Les subventions annuelles prévues pour la maintenance des établissements n’ont été versées qu’à 55 % depuis janvier 2025. Plusieurs hôpitaux de taille moyenne, notamment à Baalbek, Nabatieh et Zghorta, fonctionnent avec moins de 60 % de leur personnel en raison de la suspension de contrats temporaires.

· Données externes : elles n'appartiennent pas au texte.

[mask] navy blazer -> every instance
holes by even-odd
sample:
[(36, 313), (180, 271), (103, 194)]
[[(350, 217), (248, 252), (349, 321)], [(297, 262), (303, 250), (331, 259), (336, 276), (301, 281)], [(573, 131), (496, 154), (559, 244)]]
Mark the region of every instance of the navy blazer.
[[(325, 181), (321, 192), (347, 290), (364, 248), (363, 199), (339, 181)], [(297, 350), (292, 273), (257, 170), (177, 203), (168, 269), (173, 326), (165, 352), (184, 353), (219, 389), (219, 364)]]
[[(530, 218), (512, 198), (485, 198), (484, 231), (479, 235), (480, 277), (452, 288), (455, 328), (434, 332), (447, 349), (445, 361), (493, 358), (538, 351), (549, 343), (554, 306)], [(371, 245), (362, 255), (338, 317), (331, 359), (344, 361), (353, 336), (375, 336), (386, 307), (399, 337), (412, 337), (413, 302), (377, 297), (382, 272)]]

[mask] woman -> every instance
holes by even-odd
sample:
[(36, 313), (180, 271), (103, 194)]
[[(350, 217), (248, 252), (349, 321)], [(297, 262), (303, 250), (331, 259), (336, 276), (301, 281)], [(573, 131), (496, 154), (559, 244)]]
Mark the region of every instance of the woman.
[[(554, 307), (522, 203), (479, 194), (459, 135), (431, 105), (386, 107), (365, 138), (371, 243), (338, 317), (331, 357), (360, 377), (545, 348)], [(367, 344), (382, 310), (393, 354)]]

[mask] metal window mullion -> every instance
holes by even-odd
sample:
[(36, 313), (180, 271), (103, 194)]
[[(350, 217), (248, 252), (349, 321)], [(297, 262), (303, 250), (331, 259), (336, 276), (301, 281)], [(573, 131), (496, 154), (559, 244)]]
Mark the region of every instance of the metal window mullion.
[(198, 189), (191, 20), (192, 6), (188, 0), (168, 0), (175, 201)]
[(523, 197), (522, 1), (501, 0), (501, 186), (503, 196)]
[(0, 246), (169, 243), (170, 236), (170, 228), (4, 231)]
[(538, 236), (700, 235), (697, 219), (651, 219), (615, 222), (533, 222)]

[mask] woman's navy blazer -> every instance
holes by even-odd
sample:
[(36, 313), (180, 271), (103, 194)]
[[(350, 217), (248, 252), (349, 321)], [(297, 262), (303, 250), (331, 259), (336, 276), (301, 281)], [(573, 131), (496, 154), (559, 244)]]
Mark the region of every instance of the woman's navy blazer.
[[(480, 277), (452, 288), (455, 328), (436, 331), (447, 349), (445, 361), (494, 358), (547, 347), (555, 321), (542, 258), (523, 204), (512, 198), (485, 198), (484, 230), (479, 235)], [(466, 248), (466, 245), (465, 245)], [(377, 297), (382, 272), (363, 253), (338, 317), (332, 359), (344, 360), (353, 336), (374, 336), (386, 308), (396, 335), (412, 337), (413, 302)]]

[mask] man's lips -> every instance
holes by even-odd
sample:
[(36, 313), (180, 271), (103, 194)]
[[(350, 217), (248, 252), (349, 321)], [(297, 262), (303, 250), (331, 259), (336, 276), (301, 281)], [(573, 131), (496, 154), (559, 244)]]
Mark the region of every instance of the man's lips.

À Beyrouth, les directions d’hôpitaux universitaires évoquent des pertes mensuelles supérieures à 1,2 milliard de livresen raison des retards de paiement et de la hausse des coûts d’exploitation. Le poste énergétique est devenu le premier poste de dépense, représentant jusqu’à 30 % du budget mensuel dans certains établissements. Les générateurs fonctionnent 18 heures par jour en moyenne, pour compenser l’alimentation publique limitée à 4 à 6 heures quotidiennes.
L’explosion des coûts hospitaliers
Le prix d’une hospitalisation ordinaire a été multiplié par trois depuis 2021. Une journée en chambre double coûte désormais entre 10 et 15 millions de livres, tandis que le tarif moyen d’une opération chirurgicale majeure atteint plus de 100 millions de livres, soit environ 1 000 dollars au taux du marché. Les patients doivent régler à l’avance 80 % du montant total, une exigence devenue systématique dans les hôpitaux privés.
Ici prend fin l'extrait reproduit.